Wednesday, April 8, 2015
Tibetan Singing Bowls
Each of the Petitations ends with the sound of the Tibetan Singing Bowl. This is an important part of the Petitation. It is a calming and relaxing way to bring you back to material reality after the Petitation is over (not to say you can’t continue to stroke your pet, think of things you are grateful for etc. after the ringing of the bell). Here are some basic theories and facts about the singing bowls. Please note: since much of the information is from oral tradition historians are not in complete agreement.
When and where did singing bowls come from?

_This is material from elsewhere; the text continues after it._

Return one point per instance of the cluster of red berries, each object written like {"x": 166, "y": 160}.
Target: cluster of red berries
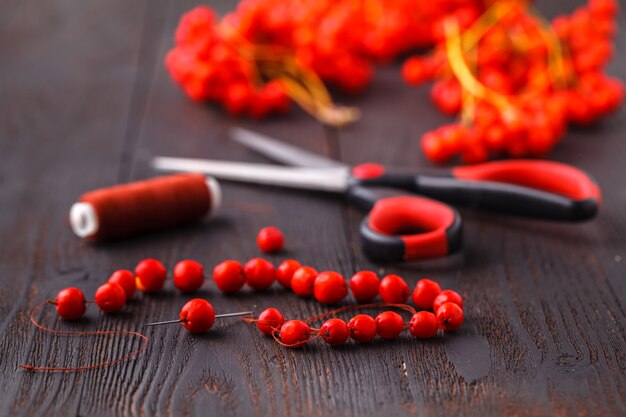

They came from the time of the Buddha Shakyamuni (560-480 B.C). The tradition of the singing bowls were brought from India to Tibet, along with the teachings of the Buddha in the 8th century A.D.
What is their purpose?
They produce sounds invoking relaxation leading into meditation. They can also be used as musical instruments for a complete meditation. In addition, they can be used medicinally and spiritually for stress reduction, holistic healing, Reiki, chakra balancing, and as part of a religious service. They have also been used for food and water. They have been used in schools to help children stay present during mindfulness trainings. In my home we even use them to begin and end meals.
How are they played?
They can be played by either striking the top or side of the bell with a felt-tipped beater when it is in the palm of your hand or on a special pillow. Or, you can rub the wooden, leather or rubber side of the beater around the rim of the bowl for continuous sound. For the purposes of the Petitations, I have struck the bowl with a felt covered beater.
What were (are) they made out of?
According to tradition, they have been made out 7 metals for the 7 planets→ gold (the Sun), silver (the Moon), mercury (Mercury), copper (Venus), iron (Mars), tin (Jupiter), and lead (Saturn). Each metal has a different sound so depending on the metal in the bowl and the composition of each metal, and where the bowl is struck, the sound changes. Modern ones are typically made of copper and tin with traces of lead, zinc, gold, silver, and mercury.
Where can they be found?
They can be found in temples, monasteries, private Buddhist alters, meditation halls, schools and in private homes for personal use.
Jansen, Eva Rudy (2004). Singing Bowls: A Practical Handbook of Instruction and Use. New Age Books.